Salvador: privatização da educação é objetivo do prefeito ACM Neto, afirma vereador Hilton Coelho

Vereador Hilton Coelho critica política educacional da gestão de ACM Neto.

Vereador Hilton Coelho critica política educacional da gestão de ACM Neto.

O projeto de lei que institui o Plano Municipal de Educação de Salvador (PME), enviado pela prefeitura para a Câmara Municipal em janeiro deste ano, prevê, em seu artigo 9º, a obrigatoriedade de o município aprovar lei específica sobre a reorganização do Sistema Municipal de Ensino, no primeiro ano de vigência do plano, ou seja, em 2017. Para o vereador Hilton Coelho (PSOL) “a chamada reorganização escolar, posta em prática nos estados de Goiás e São Paulo e que ACM Neto começou a colocar em prática em Salvador, visa privatizar a educação”.

Membro da Comissão de Educação da Câmara de Salvador, avalia que está em curso a privatização das escolas municipais “que serão administradas por organizações sociais e não mais pela Secretaria Municipal de Educação (Smed); professores contratados pela CLT e não mais estatutários, criando duas categorias de professores, representado por diferentes sindicatos; diretores escolares substituídos pelos interesses das organizações sociais; fechamento e junção de turmas para poder dar mais lucro para a iniciativa privada.  Esse é o cenário que se vislumbra com o prefeito ACM Neto”, critica com veemência o legislador.

Ele lembra que em Goiás e São Paulo, o efeito desta política tem sido desastroso. “O projeto foi imposto antidemocraticamente pelos governos, sem ouvir a comunidade escolar; significou o fechamento de escolas, com redução das verbas destinadas para educação e diversos outros problemas como a significativa redução do ensino noturno e precarização da Educação de Jovens e Adultos (EJA). Essas medidas seguem a lógica de mercado, com o objetivo de concentrar os estudantes e permitir uma operação lucrativa das organizações sociais”.

Para o vereador, em Salvador, “o fechamento de escolas, a junção de turmas e a redução dos alunos na EJA, promovidos pela gestão de ACM Neto em 2016, é a terraplanagem para a imposição da reorganização escolar, que poderá ser consolidada com a aprovação do PME. É a imposição da lógica de mercado na educação, às custas da qualidade e da garantia do direito social básico, com a desresponsabilização pelo Estado”.

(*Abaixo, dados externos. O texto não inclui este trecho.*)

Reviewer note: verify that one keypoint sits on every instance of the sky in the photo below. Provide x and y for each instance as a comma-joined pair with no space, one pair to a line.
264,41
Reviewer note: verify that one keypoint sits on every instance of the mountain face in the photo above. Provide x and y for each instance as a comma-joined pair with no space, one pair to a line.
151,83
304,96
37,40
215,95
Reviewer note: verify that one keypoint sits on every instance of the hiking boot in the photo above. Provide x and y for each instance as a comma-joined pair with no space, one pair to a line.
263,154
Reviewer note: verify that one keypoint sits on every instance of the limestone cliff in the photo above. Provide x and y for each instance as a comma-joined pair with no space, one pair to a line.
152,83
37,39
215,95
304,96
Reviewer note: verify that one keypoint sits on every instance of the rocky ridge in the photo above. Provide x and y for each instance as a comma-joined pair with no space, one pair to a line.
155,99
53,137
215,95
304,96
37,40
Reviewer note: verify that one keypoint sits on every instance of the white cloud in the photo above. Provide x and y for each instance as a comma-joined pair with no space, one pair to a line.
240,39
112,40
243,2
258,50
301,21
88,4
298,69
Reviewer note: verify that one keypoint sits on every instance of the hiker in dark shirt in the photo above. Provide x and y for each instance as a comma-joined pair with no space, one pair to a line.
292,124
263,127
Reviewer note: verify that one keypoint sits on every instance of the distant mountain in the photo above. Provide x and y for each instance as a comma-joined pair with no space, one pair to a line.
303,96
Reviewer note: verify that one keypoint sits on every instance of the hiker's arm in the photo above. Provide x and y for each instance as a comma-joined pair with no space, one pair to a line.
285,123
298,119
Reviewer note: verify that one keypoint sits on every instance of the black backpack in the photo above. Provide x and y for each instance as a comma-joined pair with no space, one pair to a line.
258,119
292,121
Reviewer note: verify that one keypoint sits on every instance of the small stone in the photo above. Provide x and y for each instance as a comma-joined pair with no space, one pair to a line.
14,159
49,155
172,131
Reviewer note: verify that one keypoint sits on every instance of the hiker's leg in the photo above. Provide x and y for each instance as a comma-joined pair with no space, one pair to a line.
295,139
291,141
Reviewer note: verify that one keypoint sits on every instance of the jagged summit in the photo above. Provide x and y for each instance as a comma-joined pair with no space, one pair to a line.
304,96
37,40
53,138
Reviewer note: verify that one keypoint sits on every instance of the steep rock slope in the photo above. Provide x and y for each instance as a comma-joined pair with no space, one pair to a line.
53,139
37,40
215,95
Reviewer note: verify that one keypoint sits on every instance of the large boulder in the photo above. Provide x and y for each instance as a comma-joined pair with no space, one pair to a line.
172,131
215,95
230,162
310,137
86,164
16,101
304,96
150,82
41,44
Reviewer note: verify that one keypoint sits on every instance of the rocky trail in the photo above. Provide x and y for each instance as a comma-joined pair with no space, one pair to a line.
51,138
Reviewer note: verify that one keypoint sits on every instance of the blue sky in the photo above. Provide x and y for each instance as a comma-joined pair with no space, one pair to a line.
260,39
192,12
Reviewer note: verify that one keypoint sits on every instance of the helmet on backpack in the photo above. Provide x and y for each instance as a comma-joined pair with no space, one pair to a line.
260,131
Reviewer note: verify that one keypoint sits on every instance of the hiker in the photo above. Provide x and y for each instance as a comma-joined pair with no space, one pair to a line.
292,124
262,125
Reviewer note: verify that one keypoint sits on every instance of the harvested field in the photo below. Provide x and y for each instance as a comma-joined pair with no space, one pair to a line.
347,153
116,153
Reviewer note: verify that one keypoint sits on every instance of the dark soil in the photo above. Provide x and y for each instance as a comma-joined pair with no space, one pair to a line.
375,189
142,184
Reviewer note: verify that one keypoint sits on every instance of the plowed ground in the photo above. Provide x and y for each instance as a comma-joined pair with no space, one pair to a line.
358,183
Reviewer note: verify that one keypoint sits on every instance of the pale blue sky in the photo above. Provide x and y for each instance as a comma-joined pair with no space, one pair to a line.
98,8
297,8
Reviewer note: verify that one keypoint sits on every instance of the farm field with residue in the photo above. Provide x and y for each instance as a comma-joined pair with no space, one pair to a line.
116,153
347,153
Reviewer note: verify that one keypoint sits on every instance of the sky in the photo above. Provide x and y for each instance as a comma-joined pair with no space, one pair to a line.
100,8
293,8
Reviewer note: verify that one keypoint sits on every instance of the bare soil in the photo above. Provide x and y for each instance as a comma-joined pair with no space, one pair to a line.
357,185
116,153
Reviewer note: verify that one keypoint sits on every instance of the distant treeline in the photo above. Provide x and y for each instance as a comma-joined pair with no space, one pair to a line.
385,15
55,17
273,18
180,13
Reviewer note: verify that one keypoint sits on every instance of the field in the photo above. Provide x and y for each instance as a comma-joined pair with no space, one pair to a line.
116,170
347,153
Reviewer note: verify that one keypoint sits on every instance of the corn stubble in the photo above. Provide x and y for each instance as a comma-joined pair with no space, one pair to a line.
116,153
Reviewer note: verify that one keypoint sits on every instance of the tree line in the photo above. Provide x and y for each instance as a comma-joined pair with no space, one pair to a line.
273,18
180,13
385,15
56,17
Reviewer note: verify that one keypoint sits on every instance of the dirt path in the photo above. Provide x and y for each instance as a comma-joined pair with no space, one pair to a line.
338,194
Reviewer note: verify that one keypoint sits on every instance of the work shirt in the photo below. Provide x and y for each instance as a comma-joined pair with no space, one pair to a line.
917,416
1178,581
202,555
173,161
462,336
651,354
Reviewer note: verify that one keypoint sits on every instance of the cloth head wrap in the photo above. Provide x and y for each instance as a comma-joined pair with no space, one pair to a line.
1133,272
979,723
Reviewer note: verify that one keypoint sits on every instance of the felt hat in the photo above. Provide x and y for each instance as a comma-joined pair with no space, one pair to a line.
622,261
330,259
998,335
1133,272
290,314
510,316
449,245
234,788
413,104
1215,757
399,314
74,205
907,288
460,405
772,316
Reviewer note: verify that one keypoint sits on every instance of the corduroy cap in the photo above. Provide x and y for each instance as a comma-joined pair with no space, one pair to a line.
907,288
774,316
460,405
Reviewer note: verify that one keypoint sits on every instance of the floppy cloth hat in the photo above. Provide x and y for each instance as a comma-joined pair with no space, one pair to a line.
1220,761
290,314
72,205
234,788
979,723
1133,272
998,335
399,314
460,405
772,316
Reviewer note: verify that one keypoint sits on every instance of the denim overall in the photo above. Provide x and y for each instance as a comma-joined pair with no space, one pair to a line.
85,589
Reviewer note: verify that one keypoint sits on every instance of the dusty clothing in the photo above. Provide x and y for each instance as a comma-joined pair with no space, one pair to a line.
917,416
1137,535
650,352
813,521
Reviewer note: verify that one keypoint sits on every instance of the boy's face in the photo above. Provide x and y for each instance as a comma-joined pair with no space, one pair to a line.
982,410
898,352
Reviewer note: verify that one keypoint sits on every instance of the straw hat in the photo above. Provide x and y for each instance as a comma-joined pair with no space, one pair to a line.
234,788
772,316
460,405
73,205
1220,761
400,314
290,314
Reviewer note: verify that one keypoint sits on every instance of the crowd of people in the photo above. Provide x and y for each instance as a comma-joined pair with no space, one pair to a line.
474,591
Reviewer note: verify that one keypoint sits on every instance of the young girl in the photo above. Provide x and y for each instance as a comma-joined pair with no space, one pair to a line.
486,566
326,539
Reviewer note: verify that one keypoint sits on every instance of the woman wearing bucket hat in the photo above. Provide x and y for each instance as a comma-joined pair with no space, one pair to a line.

“Além do aspecto de conteúdo da reorganização, a forma utilizada pelo prefeito ACM Neto é desleal com a luta das educadoras. O PME está em discussão na Câmara Municipal e deve ser votado em breve, sendo que o primeiro ano de vigência do Plano deverá ser 2017. Temendo a força da categoria, jogou para o ano seguinte ao das eleições o envio de projeto que vai regulamentar o art. 9º do PME, que pretende legalizar a reorganização escolar em Salvador e colocar em prática todas estas alterações nefastas à educação. As educadoras e educadores precisam ficar atentos a este passo dado por ACM Neto no sentido de mercantilizar a educação municipal em Salvador e desde já se mobilizarem”, finaliza Hilton Coelho.